One artist that found success through the app is Tyler Colon, otherwise known as Tai Verdes. When Verdes decided to become serious about pursuing music, he started putting his music on TikTok. He noticed that listeners were especially engaged, flowing from TikTok to his YouTube and Spotify pages for more. After Tai got picked up by a major label, his song that led to it all, “Stuck In The Middle,” was streamed over 100 million times on Spotify.

Major labels are realizing the value of the app from a cost-benefit analysis. Rather than paying for an extensive social media campaign to promote an artist, they have found more success with much less. All they have to do is pick an artist with an extensive following on TikTok, pitch one of their songs to Spotify to get it put on a playlist with millions of followers, and let the music make its own case to listeners.

There’s a formula for success that has been identified on TikTok. The three primary characteristics users look for are simplicity, vulnerability, and unique song/dance challenges. Lyrics play a big part in how big a song blows up, as users look for songs with relatable themes such as heartbreak, nostalgia, or partying with friends that they can lip sync to. A song must also be short and catchy enough to grab someone’s attention, maybe even have a good rhythm for a memorable dance to be invented alongside it.

If Instagram and Vine had a Gen Z baby, it would be TikTok. It reflects the fearless, eccentric, creative attitude of the youngest generation and through it, record labels are picking out the artists that best represent Gen Z personas. It’s a disruptive technology in an industry when, for the longest time, major labels were deciding what was going to be popular, what kind of music an artist should be releasing, what they should be wearing, saying, basically having total control over them as a branded entity. Now, fans are deciding what they like, how to dress, what to sing about, what to dance to, and the industry is listening.
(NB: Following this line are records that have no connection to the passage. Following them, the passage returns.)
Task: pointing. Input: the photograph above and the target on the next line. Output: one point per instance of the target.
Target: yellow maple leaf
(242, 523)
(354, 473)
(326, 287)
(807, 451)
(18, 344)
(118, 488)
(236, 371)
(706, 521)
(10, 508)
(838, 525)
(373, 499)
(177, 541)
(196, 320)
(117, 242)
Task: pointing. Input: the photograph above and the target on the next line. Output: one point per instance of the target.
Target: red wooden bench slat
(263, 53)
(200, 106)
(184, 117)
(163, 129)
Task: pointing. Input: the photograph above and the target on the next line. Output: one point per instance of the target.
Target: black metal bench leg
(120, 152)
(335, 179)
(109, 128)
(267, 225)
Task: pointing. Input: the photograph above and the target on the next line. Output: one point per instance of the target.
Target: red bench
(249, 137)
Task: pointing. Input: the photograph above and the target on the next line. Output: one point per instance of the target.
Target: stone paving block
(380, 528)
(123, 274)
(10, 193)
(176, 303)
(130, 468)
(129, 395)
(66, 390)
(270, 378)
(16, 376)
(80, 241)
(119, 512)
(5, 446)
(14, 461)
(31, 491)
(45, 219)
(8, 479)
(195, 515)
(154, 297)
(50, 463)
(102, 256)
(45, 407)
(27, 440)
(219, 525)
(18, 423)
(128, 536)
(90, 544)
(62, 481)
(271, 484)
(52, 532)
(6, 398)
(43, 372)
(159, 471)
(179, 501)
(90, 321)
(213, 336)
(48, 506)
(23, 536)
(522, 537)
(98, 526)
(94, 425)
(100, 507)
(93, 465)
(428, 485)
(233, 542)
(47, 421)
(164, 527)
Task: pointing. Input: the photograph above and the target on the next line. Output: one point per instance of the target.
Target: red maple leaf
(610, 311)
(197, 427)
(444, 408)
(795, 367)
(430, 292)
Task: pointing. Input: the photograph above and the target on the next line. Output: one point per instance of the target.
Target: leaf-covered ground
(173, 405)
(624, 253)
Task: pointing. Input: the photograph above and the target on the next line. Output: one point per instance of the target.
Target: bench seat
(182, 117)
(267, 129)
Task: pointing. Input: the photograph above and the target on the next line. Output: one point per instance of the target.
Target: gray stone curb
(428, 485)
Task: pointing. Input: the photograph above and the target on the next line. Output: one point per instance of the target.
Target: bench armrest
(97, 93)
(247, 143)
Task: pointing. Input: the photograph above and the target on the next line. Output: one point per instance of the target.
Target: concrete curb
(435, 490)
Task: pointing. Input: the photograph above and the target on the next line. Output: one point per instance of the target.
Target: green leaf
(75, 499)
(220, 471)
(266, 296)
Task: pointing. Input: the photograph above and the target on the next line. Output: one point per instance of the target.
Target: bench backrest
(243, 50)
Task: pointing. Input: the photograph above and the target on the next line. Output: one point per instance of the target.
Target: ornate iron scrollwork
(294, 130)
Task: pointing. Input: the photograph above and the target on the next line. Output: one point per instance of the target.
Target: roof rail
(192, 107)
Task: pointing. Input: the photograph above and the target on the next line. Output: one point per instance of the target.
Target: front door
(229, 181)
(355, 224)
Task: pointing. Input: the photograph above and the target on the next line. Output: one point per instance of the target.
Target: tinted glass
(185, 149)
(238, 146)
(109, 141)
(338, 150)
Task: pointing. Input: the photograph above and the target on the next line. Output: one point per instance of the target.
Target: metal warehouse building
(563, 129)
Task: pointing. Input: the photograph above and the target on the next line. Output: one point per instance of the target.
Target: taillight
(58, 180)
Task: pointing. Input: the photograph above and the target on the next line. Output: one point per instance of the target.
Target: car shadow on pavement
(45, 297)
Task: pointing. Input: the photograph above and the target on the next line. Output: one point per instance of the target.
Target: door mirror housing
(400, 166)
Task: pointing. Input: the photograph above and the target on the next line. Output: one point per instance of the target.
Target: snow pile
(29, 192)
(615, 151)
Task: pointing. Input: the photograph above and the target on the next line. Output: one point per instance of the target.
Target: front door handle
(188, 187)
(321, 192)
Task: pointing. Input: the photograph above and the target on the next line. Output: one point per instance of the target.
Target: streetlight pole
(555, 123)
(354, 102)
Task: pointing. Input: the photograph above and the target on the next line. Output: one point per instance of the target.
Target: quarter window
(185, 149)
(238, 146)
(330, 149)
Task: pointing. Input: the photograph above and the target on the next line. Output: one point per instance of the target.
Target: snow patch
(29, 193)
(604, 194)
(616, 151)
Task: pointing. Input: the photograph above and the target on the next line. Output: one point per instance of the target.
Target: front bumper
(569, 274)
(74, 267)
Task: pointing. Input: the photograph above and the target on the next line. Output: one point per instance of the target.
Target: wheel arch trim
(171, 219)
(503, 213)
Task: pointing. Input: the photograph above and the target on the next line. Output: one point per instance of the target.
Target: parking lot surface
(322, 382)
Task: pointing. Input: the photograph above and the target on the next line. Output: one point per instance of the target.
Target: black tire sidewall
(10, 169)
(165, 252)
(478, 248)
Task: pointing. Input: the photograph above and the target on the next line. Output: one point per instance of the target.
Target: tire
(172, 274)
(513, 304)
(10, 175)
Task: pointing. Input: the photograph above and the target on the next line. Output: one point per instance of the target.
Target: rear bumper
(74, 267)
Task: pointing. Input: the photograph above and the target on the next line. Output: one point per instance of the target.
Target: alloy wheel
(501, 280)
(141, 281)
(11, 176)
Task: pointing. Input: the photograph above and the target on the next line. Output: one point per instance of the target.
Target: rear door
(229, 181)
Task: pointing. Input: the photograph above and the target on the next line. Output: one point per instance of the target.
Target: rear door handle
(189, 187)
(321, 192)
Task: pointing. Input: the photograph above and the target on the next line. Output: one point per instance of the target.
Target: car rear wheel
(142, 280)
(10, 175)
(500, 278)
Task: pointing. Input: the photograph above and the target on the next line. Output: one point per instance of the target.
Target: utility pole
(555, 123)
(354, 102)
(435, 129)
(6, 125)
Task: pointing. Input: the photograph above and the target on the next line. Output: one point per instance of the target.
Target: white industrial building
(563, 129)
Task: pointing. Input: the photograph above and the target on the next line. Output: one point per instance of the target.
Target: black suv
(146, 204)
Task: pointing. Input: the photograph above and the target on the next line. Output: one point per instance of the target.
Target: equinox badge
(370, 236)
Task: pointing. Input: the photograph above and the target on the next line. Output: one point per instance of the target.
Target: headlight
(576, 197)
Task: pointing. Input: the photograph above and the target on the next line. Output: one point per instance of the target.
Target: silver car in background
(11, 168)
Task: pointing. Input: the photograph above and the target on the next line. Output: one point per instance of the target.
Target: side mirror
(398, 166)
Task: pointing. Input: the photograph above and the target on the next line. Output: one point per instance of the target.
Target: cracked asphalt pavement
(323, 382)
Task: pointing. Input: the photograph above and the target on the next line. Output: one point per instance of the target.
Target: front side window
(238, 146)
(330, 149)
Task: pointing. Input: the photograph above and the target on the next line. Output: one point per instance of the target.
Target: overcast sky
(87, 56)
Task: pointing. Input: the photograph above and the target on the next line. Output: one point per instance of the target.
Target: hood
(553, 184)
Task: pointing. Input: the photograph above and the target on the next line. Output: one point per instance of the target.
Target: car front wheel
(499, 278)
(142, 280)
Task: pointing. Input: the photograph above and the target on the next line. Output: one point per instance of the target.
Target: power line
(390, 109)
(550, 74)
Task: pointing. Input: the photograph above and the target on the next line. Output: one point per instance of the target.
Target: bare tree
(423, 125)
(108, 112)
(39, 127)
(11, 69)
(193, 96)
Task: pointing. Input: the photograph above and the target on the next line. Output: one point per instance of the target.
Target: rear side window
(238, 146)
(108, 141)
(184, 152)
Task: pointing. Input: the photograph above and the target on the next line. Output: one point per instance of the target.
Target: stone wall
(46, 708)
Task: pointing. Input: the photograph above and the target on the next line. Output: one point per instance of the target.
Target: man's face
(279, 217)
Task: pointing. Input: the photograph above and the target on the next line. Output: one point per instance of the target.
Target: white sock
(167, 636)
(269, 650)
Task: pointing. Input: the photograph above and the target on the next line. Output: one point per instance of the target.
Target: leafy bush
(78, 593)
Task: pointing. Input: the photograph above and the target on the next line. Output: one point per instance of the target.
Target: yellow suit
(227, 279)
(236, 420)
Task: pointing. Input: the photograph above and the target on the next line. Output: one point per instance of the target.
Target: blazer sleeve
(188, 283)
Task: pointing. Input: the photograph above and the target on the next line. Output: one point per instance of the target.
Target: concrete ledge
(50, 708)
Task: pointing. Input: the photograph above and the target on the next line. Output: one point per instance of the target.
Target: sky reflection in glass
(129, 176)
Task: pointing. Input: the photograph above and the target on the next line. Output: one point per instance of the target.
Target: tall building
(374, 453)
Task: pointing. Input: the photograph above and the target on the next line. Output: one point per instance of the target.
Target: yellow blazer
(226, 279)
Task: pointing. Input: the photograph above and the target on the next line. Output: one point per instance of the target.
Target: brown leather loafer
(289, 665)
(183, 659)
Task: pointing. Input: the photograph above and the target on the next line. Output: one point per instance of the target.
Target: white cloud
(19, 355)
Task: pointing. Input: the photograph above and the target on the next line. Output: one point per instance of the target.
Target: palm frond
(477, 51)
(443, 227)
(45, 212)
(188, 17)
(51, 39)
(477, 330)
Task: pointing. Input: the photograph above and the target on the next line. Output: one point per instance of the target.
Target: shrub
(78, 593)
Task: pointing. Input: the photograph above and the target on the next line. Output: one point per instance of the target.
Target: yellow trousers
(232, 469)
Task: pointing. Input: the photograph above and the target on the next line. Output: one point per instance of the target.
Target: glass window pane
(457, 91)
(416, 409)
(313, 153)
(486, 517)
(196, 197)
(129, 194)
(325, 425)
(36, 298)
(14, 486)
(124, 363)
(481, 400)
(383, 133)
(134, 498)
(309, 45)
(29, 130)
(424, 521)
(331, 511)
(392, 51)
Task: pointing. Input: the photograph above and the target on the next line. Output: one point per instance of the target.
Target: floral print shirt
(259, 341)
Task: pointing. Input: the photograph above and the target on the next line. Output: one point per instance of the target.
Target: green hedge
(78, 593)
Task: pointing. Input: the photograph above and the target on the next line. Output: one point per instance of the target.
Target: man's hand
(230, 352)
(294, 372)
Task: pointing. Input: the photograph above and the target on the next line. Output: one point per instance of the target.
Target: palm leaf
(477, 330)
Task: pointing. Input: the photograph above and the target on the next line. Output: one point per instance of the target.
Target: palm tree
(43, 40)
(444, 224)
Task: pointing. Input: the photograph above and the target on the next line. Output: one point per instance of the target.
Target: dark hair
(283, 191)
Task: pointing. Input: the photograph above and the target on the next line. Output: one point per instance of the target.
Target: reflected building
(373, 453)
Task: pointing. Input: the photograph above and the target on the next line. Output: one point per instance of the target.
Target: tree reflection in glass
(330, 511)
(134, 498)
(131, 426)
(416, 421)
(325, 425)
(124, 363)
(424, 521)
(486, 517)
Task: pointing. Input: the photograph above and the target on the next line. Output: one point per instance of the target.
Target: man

The disruption of these three technologies comes in the form of a redistribution of power from major labels and publishers to the artists and fans. We are living in a unique time where independent artists have more tools and resources than ever before to make it on their own. Living in obscurity, having to support oneself through other means and adopting the “starving artist” trope should not come at the expense of the expression of oneself through music. More people are realizing that music is a viable career option, and now the technology is catching up to it.